One of the multi-national task groups was made up of ships from eight nations, including the United States, Ukraine, Bulgaria, Italy, Georgia, Romania, Turkey and the UK.
The warships included those from NATO’s Standing Maritime Group 2, Arleigh Burke-class USS Ross, Bulgarian ship BGR Bodri, Romanian corvette ROS Macellariu, Ukrainian anti-submarine corvette Hryhoriy Kuropiatnykov and HMS Trent.
Together they trained in tracking submarines, engaging aerial and surface threats; ultimately increasing their ability to work together.
“It was useful for us to operate with British colleagues in order to improve our tactical manoeuvring and formation skills at sea and various battle orders for warships.”First Lieutenant Bogdan Yatsko, involved in Trent’s training with Ukrainian patrol ship Kostopil,
Sea Breeze first started in 1997 and brings together NATO allies and partners to increase their ability to operate smoothly together.
This year’s iteration, which was co-hosted by the United States and Ukraine, saw a total of 31 ships carry out 175 different training scenarios, including Trent simulating towing USS Ross.

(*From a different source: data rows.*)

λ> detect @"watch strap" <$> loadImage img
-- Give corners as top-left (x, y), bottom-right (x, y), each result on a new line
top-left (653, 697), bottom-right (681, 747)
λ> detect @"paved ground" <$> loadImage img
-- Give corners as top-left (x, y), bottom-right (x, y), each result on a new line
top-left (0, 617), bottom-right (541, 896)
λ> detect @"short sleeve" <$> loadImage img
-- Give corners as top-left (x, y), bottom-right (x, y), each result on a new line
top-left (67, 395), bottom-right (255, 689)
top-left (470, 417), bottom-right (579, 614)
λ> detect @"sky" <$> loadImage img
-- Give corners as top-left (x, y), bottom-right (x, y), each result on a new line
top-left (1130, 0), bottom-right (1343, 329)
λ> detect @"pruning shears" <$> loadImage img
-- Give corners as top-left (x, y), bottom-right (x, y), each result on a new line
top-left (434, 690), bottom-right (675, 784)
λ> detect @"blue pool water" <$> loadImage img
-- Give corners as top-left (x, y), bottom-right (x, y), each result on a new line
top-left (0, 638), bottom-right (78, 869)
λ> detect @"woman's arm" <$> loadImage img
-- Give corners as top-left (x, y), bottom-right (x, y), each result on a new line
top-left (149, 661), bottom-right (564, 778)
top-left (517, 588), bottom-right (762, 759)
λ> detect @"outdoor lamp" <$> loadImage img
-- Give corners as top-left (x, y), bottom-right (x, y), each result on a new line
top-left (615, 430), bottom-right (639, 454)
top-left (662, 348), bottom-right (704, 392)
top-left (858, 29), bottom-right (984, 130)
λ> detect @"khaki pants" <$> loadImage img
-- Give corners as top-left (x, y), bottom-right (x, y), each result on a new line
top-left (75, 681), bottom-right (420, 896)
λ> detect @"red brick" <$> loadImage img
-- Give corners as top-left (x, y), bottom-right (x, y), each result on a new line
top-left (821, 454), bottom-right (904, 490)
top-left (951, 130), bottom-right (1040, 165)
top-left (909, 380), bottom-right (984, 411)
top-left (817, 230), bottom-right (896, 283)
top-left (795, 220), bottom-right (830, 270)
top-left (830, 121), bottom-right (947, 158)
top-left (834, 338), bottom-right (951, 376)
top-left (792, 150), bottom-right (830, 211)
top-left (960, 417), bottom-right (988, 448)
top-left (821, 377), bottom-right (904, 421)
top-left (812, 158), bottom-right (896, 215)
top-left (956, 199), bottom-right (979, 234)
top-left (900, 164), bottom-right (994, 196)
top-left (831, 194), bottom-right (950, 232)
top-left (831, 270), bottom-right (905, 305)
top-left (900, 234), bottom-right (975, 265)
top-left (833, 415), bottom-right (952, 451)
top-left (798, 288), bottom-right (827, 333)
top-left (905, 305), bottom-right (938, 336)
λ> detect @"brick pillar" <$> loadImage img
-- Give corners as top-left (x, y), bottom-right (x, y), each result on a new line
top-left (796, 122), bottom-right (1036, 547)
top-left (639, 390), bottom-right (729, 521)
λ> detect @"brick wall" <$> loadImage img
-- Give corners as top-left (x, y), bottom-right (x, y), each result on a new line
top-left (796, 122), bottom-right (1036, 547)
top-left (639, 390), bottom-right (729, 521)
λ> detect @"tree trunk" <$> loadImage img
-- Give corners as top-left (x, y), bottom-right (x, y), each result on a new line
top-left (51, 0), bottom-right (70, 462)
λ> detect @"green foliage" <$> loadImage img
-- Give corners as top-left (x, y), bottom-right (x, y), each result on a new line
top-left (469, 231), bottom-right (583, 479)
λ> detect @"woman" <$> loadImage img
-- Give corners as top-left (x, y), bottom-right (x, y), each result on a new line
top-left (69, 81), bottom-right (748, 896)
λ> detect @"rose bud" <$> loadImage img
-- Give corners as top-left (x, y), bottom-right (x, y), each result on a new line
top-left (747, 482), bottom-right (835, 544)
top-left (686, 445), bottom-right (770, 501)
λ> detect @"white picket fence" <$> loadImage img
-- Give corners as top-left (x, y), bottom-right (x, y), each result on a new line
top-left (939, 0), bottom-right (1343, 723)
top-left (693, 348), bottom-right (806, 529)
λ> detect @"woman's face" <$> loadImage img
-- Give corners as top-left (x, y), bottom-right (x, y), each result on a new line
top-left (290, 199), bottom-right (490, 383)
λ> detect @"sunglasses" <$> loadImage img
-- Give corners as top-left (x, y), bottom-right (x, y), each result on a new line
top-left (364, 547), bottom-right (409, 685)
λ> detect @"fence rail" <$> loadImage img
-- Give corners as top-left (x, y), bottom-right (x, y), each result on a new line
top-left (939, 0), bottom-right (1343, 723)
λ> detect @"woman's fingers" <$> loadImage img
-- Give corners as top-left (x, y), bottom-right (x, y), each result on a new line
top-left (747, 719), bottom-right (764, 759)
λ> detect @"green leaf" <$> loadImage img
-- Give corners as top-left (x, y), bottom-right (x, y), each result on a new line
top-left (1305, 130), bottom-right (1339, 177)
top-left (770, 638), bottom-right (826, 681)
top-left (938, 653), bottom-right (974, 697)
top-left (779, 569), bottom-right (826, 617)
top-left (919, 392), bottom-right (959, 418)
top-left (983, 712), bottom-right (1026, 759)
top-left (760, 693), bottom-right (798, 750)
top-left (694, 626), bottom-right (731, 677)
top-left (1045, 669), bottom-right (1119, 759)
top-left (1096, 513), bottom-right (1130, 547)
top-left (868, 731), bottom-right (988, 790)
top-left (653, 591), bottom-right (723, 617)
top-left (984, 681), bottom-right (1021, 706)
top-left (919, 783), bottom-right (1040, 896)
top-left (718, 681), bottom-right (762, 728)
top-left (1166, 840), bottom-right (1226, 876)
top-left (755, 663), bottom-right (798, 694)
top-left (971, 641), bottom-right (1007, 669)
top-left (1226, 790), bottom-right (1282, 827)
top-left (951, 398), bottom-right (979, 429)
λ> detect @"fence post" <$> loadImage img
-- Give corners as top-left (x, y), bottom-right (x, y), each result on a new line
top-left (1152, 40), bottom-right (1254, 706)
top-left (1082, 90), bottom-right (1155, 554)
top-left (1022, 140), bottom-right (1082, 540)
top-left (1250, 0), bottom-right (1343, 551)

There were also air and land elements of Sea Breeze, with a total of 5,000 troops, 40 aircraft and 18 special operations and dive teams involved from more than 30 different nations.
Following Sea Breeze, Trent sailed to Varna in Bulgaria for a stop and reset ahead of the similarly-named Exercise Breeze, which she has now started, beginning with work alongside Bulgarian Navy ships Bodri and Gordi.
The multinational Bulgarian-led exercises includes participants from Albania, Belgium, Bulgaria, Georgia, Greece, Italy, Latvia, Poland, Romania, Spain, Turkey, Ukraine, United Kingdom, United States, Standing NATO Mine Countermeasures Group 2 (SNMCMG 2) and Standing NATO Maritime Group 2 (SNMG 2). It will again focus on joint working for future maritime security missions in the Black Sea.
Operational Orbital’s navy focus has now switched to planning next year’s Maritime Training Initiative with the long-term aim of helping lift the capability of the Ukrainian Navy.